Jeff Spears joined Exclusive Resorts at about the same time as Schiciano, and both were among the first hundred to join the club. Last year, Spears was a member of the club's steering committee, which annually chooses four members to advise management on the club's direction and policies. His experiences with availability have been more positive. "I've never not been able to get anything, but the two weeks at Christmas and New Year's are the highest desired usage and I have been unable to get my first choice. Counterintuitively, I think it's gotten better as they've gotten more members, adding more destinations and homes. If the members show significant interest in a particular destination, they just buy more homes there, like in Cabo, so the availability issue is moot. Where it is a problem is a place where they had a couple of homes, interest got big, but when they went back, prices had gone up too much."

Exclusive Resorts was started by Brent Handler in 2002, and two years later, AOL founder Steve Case bought a controlling interest. Exclusive has become the 800-pound gorilla of the industry with nearly 2,500 members, by far the most of any club, and likewise, the biggest real estate owner with 300 homes worth about $800 million, and another 100 in development. The club has attracted some 50 professional athletes and entertainment figures, who have joined for the privacy of the homes, which allows them to go to the pool without being mobbed for autographs, something that happens even at top luxury resorts.

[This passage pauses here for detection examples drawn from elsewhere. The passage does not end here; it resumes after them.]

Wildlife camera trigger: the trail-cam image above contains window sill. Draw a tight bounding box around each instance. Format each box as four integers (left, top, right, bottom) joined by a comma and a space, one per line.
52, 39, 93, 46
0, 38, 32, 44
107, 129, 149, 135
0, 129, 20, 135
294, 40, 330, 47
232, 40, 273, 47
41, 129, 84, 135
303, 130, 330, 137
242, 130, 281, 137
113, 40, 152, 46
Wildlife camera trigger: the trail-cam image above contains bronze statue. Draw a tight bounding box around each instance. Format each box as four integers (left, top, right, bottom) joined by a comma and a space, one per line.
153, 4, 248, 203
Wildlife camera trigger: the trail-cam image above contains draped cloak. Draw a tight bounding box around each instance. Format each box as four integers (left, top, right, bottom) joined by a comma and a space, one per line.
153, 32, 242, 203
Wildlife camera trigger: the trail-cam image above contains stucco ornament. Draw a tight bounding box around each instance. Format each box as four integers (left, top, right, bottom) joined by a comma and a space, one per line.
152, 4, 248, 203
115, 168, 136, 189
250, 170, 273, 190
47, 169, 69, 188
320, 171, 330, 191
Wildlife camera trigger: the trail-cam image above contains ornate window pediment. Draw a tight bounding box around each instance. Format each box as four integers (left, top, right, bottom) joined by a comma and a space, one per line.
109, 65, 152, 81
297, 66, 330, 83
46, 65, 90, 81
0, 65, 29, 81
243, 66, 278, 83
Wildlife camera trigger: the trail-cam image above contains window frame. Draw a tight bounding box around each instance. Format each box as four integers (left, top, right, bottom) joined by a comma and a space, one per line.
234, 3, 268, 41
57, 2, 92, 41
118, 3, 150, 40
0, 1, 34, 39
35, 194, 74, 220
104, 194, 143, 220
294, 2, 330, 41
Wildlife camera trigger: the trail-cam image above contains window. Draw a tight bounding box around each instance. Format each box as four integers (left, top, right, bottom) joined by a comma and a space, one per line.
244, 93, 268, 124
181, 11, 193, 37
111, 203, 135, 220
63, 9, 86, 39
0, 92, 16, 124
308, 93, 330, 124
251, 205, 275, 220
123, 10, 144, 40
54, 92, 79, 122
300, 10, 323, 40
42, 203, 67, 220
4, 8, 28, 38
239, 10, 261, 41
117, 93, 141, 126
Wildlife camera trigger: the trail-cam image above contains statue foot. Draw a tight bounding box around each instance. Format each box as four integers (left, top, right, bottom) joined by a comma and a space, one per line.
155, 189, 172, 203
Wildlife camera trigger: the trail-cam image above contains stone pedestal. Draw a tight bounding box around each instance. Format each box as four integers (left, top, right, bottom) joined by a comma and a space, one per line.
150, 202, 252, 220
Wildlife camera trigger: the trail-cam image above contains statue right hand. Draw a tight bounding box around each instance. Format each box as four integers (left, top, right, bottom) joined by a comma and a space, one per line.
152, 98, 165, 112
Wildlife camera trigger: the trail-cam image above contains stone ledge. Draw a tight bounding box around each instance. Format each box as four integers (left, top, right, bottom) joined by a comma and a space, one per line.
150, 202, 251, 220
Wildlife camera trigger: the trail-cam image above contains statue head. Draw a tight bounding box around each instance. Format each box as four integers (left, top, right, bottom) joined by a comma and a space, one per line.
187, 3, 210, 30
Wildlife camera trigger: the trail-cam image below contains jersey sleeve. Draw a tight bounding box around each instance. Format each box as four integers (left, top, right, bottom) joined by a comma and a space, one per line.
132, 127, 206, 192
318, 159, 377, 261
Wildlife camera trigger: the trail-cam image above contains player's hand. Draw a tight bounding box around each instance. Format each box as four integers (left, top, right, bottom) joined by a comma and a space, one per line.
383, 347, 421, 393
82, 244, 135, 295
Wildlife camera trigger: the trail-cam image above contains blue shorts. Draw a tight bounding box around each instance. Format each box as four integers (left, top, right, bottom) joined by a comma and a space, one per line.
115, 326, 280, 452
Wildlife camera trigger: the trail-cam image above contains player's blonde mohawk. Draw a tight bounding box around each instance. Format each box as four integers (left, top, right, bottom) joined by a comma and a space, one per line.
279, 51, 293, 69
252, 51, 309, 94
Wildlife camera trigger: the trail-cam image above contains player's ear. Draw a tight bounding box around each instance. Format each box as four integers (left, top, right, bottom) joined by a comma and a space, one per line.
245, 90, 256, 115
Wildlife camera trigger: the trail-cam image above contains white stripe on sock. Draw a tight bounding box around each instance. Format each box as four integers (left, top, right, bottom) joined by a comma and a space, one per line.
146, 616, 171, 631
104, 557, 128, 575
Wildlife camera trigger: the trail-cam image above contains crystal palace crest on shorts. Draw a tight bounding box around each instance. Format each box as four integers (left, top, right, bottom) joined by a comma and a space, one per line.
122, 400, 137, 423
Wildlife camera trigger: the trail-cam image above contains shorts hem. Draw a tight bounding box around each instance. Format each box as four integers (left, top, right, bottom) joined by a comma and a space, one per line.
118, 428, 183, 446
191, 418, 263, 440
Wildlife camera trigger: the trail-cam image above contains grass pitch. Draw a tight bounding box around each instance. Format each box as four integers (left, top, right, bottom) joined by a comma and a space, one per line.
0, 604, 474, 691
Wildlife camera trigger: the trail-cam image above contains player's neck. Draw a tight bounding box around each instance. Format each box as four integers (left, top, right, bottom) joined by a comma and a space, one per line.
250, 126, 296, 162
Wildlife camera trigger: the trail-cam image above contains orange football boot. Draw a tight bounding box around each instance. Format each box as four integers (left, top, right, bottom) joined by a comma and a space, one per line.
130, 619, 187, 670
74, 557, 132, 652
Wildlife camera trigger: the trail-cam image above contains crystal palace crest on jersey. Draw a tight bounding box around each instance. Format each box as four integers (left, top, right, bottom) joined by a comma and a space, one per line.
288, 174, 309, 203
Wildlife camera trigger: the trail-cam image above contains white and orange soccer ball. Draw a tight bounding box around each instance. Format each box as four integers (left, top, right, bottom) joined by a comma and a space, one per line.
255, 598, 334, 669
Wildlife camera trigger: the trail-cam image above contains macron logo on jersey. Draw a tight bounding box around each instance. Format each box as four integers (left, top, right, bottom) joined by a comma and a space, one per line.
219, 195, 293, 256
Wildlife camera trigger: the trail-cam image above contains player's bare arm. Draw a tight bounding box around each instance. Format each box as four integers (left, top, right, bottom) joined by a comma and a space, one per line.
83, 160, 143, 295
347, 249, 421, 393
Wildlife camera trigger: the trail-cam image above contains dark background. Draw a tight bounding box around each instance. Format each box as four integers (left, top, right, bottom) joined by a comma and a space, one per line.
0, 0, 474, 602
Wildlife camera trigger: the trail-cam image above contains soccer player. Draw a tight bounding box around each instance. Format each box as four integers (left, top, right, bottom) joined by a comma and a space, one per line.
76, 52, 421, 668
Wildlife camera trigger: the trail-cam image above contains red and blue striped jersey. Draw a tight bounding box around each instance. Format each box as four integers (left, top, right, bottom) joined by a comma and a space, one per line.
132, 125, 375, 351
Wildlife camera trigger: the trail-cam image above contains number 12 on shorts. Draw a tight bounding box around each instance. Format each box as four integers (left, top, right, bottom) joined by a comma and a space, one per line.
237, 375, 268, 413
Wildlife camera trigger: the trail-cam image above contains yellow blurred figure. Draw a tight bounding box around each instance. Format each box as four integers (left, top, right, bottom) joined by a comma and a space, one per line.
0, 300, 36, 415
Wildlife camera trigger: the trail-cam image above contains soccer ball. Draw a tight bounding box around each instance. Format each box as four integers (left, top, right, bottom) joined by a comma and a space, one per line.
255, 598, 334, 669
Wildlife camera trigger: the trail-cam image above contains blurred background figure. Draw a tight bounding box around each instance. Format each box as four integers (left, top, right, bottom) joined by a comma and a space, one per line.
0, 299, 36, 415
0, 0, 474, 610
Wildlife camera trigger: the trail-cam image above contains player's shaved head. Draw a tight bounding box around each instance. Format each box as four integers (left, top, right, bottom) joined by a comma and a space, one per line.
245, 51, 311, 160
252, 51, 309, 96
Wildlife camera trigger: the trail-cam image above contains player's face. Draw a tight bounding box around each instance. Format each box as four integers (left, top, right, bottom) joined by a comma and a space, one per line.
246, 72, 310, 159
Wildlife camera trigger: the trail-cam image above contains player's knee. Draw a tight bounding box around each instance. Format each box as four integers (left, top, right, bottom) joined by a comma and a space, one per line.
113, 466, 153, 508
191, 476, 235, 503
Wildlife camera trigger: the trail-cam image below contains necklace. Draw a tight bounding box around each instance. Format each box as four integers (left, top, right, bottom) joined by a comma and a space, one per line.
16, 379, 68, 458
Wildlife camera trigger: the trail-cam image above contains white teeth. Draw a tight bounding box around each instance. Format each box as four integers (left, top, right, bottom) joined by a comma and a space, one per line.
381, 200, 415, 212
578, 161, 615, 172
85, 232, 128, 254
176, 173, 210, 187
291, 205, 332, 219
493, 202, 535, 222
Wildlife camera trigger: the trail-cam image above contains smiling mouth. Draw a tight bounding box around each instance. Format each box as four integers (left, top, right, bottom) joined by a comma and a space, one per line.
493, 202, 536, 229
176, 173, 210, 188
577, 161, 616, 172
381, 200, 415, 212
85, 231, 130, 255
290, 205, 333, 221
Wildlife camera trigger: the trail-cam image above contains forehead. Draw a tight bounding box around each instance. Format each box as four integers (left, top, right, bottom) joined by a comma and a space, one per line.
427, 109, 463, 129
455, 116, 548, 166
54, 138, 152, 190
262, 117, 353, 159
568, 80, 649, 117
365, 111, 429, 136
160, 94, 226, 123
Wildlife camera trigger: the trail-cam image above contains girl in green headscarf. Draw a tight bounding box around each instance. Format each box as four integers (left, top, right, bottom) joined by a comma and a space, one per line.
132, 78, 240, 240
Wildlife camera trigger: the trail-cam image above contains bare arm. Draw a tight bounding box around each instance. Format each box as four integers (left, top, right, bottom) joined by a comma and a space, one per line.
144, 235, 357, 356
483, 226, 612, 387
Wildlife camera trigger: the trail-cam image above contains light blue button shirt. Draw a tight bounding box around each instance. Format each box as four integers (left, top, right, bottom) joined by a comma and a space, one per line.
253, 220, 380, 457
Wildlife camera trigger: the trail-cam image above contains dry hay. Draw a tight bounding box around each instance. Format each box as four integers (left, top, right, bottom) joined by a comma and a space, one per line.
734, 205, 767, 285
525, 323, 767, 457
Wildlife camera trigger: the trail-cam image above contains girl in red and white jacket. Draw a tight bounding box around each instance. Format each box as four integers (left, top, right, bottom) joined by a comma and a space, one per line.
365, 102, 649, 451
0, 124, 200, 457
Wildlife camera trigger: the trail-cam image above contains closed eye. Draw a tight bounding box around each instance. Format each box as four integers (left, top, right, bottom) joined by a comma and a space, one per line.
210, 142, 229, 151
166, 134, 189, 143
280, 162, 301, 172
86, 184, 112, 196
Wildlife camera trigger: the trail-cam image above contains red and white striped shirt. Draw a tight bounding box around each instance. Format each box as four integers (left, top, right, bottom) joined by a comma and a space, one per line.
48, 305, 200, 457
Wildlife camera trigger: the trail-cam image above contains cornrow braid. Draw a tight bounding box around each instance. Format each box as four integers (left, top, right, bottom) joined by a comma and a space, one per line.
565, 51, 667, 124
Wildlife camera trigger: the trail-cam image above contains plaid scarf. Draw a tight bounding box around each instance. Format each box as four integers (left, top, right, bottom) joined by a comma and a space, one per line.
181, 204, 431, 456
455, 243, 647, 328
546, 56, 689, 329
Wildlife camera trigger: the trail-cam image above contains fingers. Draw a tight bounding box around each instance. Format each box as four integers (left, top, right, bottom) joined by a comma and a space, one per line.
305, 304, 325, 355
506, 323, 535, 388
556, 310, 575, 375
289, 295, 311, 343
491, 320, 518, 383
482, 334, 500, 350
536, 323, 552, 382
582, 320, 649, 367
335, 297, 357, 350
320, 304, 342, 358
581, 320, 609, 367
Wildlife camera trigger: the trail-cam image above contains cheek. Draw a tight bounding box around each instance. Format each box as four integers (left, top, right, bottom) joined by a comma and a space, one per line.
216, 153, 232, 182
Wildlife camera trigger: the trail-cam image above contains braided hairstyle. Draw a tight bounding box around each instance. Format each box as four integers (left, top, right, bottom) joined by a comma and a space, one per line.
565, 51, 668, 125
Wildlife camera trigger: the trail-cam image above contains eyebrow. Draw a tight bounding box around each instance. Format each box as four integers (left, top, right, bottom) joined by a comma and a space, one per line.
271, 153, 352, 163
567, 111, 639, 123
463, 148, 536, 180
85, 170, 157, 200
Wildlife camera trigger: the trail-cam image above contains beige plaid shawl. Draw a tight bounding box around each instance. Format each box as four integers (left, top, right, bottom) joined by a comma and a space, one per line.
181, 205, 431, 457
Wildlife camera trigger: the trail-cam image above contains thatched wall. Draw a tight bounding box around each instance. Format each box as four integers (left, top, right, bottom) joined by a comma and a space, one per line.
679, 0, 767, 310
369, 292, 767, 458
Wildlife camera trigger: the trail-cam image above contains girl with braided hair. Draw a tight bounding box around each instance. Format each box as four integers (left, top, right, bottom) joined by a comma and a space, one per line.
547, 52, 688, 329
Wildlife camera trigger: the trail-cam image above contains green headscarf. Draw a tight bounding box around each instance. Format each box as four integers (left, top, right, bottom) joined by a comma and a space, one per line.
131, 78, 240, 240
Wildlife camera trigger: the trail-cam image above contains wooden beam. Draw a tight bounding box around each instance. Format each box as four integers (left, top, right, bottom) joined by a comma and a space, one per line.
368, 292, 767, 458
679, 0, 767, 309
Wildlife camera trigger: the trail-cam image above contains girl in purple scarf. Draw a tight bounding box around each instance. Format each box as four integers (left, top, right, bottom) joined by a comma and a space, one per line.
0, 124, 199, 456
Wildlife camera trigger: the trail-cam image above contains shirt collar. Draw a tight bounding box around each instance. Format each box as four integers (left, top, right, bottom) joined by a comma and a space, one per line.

The celebrities include NFL quarterback Drew Brees, tennis star Andre Agassi and golfer Jack Nicklaus, whose membership has added to the club's stature. "About 70 percent of all members in the industry belong to Exclusive Resorts," said Handler, the club's president, "which means that the vast majority of people who have decided to join any destination club have joined ours. To go from no awareness whatsoever to these kinds of numbers in less than four years speaks volumes to our value proposition, and suggests that there are a lot of people out there for whom the model makes sense."

The advantages of scale are not counterintuitive at all to Handler. "We firmly believe that a bigger club is a better club, and the larger we get, the happier our members are. Our member satisfaction is now at an all-time high, 95 percent. My original concept for the club was to combine the luxury resort experience with the luxury home experience. A big part of our strategy is to partner with the best service providers in the world, which other clubs can't do because of their size. We have 16 homes at the Ritz-Carlton resort in Grand Cayman. We have 10 at the Viceroy resort in Anguilla. Twenty four-bedroom homes is the equivalent of an 80-room luxury boutique hotel, and now we can attract top talent, get the best GMs. Our strategy now is to buy a minimum of 10 houses with centralized amenities. You get more home for the money, better deals and more efficiency for members. The only way to do that is with scale in one location. I don't think there is another club that has even five or six homes in one place." Exclusive's cluster strategy entails building or buying large numbers of homes in certain key locations, such as 10 in a resort enclave in Costa Rica, 16 at a private beach community in Hawaii, 10 in Vail, 10 in Tuscany and 10 in Miami Beach.

Exclusive's size and clout are beginning to have an effect on the rest of the industry. In September, two of its top rivals joined forces when Dreamcatcher merged with Quintess, taking the latter's name. Then in December, Quintess partnered with Leading Residences of the World, a subsidiary of Leading Hotels of the World, Ltd., to create Quintess, Leading Residences of the World.

"The basic industry consensus is that if you don't have 200-plus members, you need to partner because there is consolidation going on. You've got to have size to be a long-term player because as you grow the membership and the price of membership, the value of your homes goes up," says Pete Estler, CEO of Quintess. "Exclusive Resorts is the big dog on campus, but we have close to 300 members positioned at the high end of the market and are focused on building out our portfolio of free-standing homes with an average value of over $4 million dollars."